12. The pleated air filter of claim 1 wherein the pleated air filter comprises upward pleat tips and downward pleat tips, and wherein when the pleated air filter is in an in-use condition, the upward pleat tips and the downward pleat tips exhibit an average radius of curvature of from 1 mm to 4 mm.

13. The pleated air filter of claim 1 wherein the first and second opposing corrugated ends of the nonwoven electret filter media respectively extend outward beyond the first and second opposing corrugated edges of the stiffening layer, in a direction at least generally aligned with a pleat direction of the pleated air filter, for a distance of 3 mm to 10 mm

14. A method of installing the pleated air filter of claim 1 in a reusable frame, the method comprising: inserting the first securing tab of the pleated air filter into a first upward-open-ended elongate slot of a first primary portion of a frame base;expanding the pleated air filter along an expansion direction into an expanded, in-use condition;inserting the second securing tab of the pleated air filter into a second upward-open-ended elongate slot of a second, opposing primary portion of the frame base, so that the pleated air filter is installed in the frame base;then,attaching a frame cover to the frame base to form a framed air filter comprising the reusable frame with the pleated air filter installed therein.

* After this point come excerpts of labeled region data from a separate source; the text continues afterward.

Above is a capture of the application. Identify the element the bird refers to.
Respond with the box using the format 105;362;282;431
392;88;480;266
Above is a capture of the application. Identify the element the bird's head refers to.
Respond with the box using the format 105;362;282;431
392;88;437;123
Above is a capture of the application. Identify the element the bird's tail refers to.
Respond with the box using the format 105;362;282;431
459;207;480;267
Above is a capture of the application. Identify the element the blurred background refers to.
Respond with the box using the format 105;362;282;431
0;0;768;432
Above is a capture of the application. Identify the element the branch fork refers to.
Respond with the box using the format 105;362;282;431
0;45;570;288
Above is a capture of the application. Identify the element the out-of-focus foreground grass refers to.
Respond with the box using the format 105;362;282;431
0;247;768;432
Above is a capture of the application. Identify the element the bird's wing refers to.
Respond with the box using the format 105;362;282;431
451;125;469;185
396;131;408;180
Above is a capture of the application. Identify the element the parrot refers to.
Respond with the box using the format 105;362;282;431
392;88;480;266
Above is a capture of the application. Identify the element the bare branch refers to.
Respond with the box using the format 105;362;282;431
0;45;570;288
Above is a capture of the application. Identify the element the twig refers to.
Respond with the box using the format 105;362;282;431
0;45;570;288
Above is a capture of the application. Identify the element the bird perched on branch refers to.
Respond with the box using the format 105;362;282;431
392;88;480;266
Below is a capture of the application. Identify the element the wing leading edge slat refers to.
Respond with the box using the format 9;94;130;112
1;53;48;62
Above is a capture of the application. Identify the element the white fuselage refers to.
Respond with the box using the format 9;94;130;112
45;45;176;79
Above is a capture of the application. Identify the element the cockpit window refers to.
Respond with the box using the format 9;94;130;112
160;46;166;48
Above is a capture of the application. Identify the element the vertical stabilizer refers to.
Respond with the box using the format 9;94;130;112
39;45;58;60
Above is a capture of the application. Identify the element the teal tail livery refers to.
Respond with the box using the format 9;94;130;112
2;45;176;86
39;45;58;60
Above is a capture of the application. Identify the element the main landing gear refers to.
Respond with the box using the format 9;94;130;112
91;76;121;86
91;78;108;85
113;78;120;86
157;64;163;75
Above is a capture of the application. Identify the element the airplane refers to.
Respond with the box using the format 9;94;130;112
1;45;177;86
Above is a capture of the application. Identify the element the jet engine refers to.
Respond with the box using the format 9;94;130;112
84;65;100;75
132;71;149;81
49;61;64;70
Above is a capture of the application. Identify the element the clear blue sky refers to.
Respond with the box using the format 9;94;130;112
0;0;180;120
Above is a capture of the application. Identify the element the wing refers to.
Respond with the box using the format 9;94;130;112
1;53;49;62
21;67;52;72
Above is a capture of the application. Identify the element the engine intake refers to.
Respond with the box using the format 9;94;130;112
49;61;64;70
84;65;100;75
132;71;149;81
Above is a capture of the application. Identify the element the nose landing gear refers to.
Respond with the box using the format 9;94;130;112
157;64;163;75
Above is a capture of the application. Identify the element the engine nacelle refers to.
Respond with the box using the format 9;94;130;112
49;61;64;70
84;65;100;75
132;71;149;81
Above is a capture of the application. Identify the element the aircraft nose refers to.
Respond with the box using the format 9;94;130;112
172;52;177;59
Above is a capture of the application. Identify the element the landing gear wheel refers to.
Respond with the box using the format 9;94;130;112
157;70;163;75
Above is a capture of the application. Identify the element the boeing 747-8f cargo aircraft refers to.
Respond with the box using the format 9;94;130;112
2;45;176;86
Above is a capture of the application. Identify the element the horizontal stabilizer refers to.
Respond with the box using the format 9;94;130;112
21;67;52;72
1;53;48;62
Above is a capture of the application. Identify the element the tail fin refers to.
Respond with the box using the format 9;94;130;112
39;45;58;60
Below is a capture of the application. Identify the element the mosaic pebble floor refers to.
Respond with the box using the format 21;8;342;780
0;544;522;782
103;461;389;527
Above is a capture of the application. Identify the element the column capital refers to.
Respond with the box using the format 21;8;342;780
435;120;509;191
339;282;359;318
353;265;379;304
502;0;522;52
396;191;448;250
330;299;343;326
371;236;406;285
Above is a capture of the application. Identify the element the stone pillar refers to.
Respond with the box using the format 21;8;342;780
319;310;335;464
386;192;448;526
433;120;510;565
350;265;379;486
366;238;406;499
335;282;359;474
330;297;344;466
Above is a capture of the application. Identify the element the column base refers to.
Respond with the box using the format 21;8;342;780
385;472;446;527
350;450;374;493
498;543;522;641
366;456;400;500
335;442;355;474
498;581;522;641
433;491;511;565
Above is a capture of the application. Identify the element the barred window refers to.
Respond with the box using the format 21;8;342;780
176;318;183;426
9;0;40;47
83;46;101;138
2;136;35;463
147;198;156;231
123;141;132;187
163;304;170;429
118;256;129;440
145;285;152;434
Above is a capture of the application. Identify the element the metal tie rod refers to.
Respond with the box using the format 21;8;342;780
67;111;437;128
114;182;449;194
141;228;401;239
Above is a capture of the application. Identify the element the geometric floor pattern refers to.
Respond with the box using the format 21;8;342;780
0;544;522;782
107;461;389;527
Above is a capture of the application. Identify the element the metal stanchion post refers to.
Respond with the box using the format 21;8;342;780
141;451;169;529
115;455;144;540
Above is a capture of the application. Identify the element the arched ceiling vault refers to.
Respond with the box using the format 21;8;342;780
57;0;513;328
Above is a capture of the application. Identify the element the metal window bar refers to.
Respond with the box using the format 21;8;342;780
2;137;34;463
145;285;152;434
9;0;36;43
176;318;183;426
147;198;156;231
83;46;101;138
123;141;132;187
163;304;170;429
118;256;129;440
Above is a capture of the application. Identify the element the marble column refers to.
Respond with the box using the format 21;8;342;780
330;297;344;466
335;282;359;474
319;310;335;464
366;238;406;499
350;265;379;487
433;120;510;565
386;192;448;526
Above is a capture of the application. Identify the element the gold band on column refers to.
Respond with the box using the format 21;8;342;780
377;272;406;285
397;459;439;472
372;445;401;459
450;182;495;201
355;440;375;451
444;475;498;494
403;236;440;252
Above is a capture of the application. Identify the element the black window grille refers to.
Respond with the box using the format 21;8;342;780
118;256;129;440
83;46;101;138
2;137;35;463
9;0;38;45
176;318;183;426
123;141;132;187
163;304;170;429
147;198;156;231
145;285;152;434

15. The method of claim 14 wherein first and second opposing secondary portions of the reusable frame comprise first and second opposing inward secondary sidewalls with first and second inward surfaces that extend along a secondary direction of the frame and that collectively define a width along a primary direction of the frame and along the pleat direction of the pleated air filter, of a filter-receptacle of the frame; and, wherein the width of the filter-receptacle of the frame is from 1 to 7 mm less than a pleat-direction width of the nonwoven electret filter media of the pleated air filter, so that with the pleated air filter installed in the frame, the first and second opposing corrugated edges of the nonwoven electret filter media of the pleated air filter are respectively abutted against the first and second inward surfaces of the inward secondary sidewalls of the frame, so that at least some portions of the first and second opposing corrugated edges of the nonwoven electret filter media conform to the first and second inward surfaces of the inward secondary sidewalls of the frame so that the first and second opposing corrugated edges of the nonwoven electret filter media self-seal against the first and second inward surfaces of the inward secondary sidewalls of the frame.

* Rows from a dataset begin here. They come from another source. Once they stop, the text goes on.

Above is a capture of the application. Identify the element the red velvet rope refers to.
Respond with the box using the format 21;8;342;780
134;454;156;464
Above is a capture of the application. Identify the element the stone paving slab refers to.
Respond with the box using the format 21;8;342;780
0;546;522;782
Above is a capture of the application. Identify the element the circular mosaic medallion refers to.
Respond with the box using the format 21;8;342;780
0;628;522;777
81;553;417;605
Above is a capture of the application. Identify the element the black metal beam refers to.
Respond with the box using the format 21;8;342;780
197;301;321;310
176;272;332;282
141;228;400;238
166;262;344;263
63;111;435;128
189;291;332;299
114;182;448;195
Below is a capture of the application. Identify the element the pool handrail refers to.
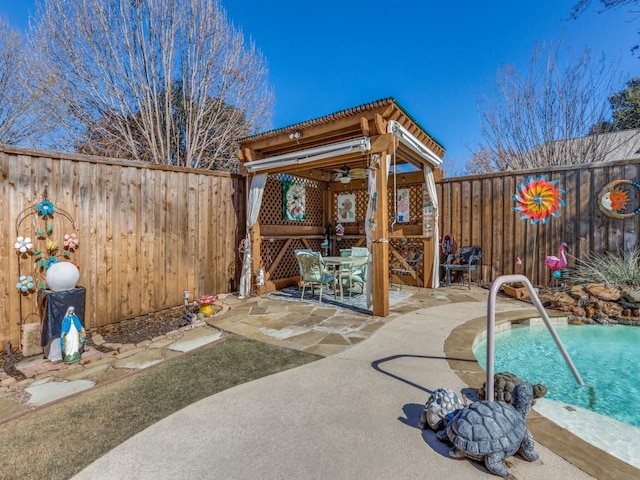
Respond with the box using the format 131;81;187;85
485;275;584;400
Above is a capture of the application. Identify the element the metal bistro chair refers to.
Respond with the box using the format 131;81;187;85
441;245;482;289
390;252;424;290
340;247;369;297
296;252;335;303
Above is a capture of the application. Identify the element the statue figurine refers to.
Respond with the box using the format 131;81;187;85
60;307;86;363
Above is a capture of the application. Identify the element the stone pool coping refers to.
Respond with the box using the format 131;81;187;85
444;309;640;479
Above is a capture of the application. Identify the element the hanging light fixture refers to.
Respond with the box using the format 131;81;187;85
338;165;351;184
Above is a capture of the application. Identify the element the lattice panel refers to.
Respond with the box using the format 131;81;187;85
260;238;322;280
329;188;369;224
387;183;423;225
259;174;323;227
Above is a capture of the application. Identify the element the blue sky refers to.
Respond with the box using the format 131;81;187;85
0;0;640;174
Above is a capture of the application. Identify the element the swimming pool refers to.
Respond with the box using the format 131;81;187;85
473;325;640;427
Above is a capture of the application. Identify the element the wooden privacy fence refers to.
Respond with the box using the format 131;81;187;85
437;160;640;286
0;146;245;348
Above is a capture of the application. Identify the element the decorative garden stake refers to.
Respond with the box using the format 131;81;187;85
16;275;35;293
14;195;79;361
544;242;567;284
512;175;565;282
14;237;33;253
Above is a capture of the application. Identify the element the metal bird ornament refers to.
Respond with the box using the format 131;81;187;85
544;242;567;278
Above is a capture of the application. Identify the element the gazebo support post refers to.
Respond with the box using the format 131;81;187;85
372;151;389;317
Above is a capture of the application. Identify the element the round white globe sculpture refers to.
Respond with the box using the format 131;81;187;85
45;262;80;292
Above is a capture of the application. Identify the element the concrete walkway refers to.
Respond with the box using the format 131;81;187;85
74;293;593;480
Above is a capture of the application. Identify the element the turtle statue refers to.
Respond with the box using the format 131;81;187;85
478;372;547;405
418;388;465;431
436;382;538;477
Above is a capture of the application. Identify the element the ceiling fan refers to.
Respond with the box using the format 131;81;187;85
334;164;367;183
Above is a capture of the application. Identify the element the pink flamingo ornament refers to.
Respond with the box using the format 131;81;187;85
544;242;567;277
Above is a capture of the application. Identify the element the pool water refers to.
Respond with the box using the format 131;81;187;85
473;325;640;427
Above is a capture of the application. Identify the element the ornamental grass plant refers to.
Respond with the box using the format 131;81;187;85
572;247;640;288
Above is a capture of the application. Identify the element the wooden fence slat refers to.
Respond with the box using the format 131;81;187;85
0;147;244;349
437;160;640;286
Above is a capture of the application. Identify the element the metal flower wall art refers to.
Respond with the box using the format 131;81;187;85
14;198;80;294
513;175;565;225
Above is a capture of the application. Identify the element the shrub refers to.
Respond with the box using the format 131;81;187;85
572;247;640;288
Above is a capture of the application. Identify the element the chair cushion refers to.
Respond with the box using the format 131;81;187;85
458;245;482;265
351;247;369;257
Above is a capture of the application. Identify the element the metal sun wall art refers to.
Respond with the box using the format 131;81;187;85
598;180;640;220
396;188;411;223
282;181;307;222
513;175;565;225
338;193;356;223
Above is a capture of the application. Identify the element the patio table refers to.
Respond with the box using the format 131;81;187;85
322;257;369;301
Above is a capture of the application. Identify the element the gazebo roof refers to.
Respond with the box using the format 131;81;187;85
238;98;444;178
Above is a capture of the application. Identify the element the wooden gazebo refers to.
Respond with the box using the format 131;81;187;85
238;98;444;316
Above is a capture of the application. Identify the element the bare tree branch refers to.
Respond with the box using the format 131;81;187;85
31;0;273;169
0;17;60;146
467;44;632;173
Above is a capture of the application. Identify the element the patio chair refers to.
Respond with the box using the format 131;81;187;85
340;247;369;297
296;251;335;303
389;251;424;290
441;245;482;289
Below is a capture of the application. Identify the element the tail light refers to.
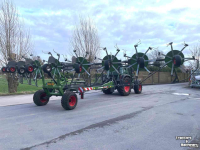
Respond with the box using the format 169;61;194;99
1;67;6;72
42;64;52;73
26;65;34;73
18;67;26;74
9;67;16;73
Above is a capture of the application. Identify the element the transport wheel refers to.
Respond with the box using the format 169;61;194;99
33;90;49;106
134;81;142;94
61;91;78;110
117;77;131;96
102;88;115;94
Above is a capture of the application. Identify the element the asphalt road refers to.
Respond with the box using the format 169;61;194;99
0;84;200;150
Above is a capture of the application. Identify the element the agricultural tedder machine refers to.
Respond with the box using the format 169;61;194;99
1;41;198;110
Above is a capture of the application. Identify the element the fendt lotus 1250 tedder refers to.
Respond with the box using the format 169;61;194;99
1;41;199;110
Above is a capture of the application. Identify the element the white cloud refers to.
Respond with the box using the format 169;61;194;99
10;0;200;61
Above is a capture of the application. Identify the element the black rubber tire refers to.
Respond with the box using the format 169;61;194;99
61;91;78;110
117;77;131;96
134;81;142;94
33;90;49;106
102;88;115;94
9;66;16;73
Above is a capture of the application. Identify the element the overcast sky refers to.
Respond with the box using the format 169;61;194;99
9;0;200;61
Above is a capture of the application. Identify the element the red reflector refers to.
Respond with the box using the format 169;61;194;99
28;66;33;72
174;58;176;65
10;67;15;72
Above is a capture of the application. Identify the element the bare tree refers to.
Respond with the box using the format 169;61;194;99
71;16;100;62
0;0;32;93
188;44;200;69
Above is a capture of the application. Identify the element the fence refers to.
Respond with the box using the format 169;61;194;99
138;71;189;84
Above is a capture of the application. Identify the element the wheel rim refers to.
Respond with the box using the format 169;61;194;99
79;66;82;72
69;96;76;107
173;58;176;65
40;93;47;103
139;85;142;91
28;66;33;72
124;86;130;93
10;67;15;72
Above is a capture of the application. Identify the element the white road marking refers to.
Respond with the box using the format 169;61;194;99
172;93;190;96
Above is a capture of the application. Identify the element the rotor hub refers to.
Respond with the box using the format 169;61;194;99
137;57;145;68
172;55;182;67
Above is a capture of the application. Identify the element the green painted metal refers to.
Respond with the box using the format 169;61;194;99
128;52;149;70
76;57;89;73
102;55;120;72
165;50;184;68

16. The method of claim 14 wherein the first and second securing tabs of the pleated air filter each comprise an outward-facing indicator zone in a downward section of the securing tab, and wherein with the pleated air filter installed in the frame base, the indicator zone of the first securing tab is visible through a first window in a downward section of a first corrugated outward primary sidewall of a first primary portion of the frame base, and the indicator zone of the second securing tab is visible through a second window in a downward section of a second, opposing corrugated outward primary sidewall of a second, opposing primary portion of the frame base.

17. The method of claim 14 with the proviso that the first and second opposing corrugated edges of the nonwoven electret filter media are not bonded to the inward secondary sidewalls of the frame or to any portion of the frame; and, with the further proviso that neither the frame nor the pleated air filter comprises any resilient gasket or seal, other than the first and second opposing corrugated edges of the nonwoven electret filter media being compliant so as to self-seal when abutted against the first and second inward surfaces of the inward secondary sidewalls of the frame.

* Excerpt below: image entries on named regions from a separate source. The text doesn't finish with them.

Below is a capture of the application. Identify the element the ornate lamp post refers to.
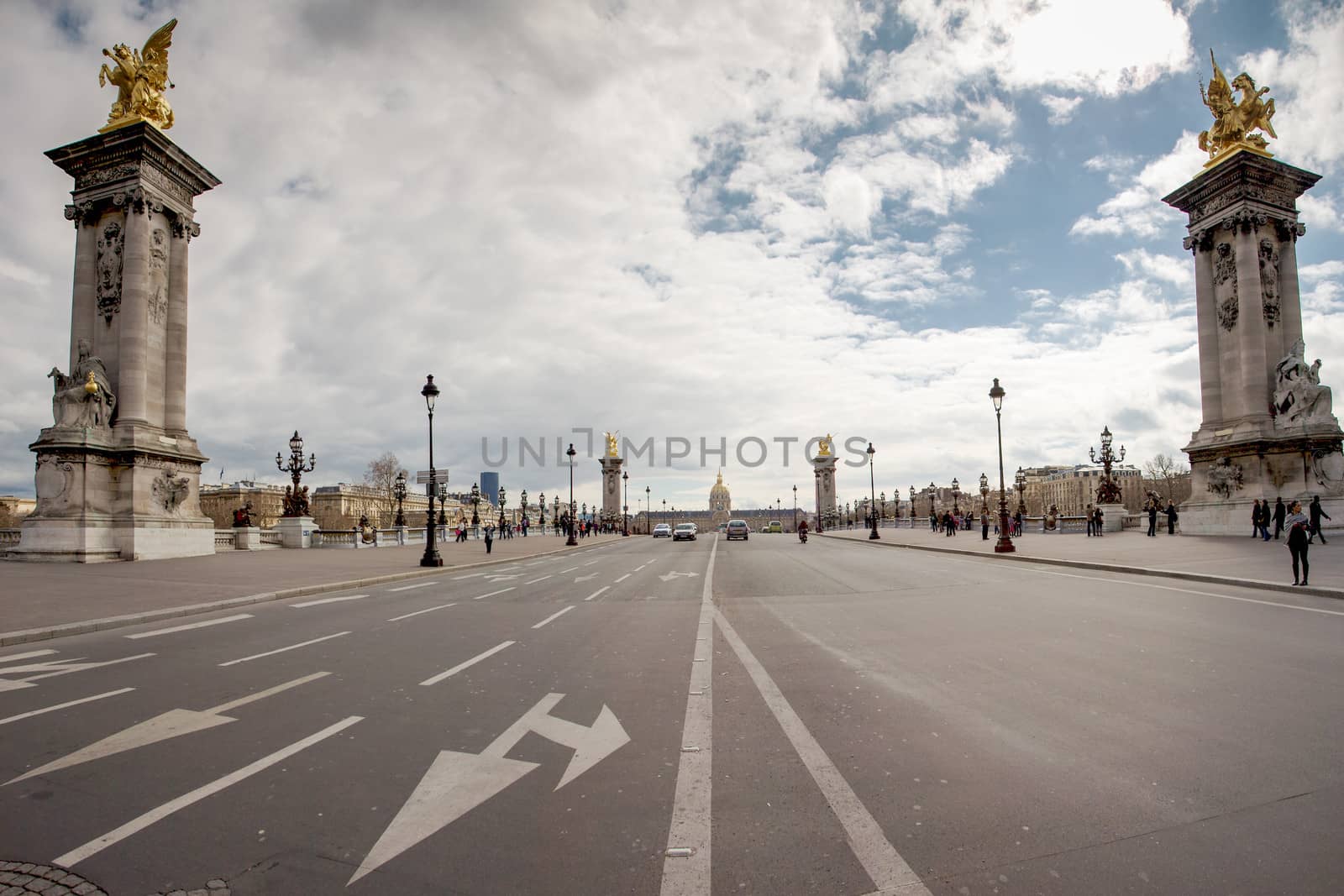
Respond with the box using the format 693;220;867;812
421;374;444;567
869;442;887;542
564;442;580;547
1087;426;1125;504
990;376;1017;553
276;430;318;516
392;471;406;528
621;470;630;538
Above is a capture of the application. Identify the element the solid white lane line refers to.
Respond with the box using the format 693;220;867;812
1032;569;1344;616
706;610;929;896
660;536;719;896
421;641;517;685
289;594;368;610
123;612;253;641
0;688;134;726
52;716;363;867
219;631;349;666
387;580;438;594
533;603;574;629
0;650;55;672
388;603;457;622
202;672;331;716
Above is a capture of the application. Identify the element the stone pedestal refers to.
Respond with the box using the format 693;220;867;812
276;516;314;548
1164;152;1344;535
8;123;219;562
811;454;836;531
1097;501;1129;532
601;457;625;520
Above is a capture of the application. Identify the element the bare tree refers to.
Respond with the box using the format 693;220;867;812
1144;454;1189;504
365;451;407;527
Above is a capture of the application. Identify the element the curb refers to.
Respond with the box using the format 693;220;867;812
816;532;1344;601
0;542;616;647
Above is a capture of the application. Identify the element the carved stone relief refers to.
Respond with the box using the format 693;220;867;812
150;227;168;325
98;220;125;325
1214;244;1238;332
1259;239;1279;329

18. The method of claim 14 wherein the method is performed by an end-user and wherein the method includes a further step of installing the framed air filter into a receptacle of a powered air-handling apparatus chosen from the group consisting of an HVAC system and a room air purifier.

19. A kit comprising at least two of the pleated air filters of claim 1, wherein the at least two pleated air filters are each in the first, compacted condition.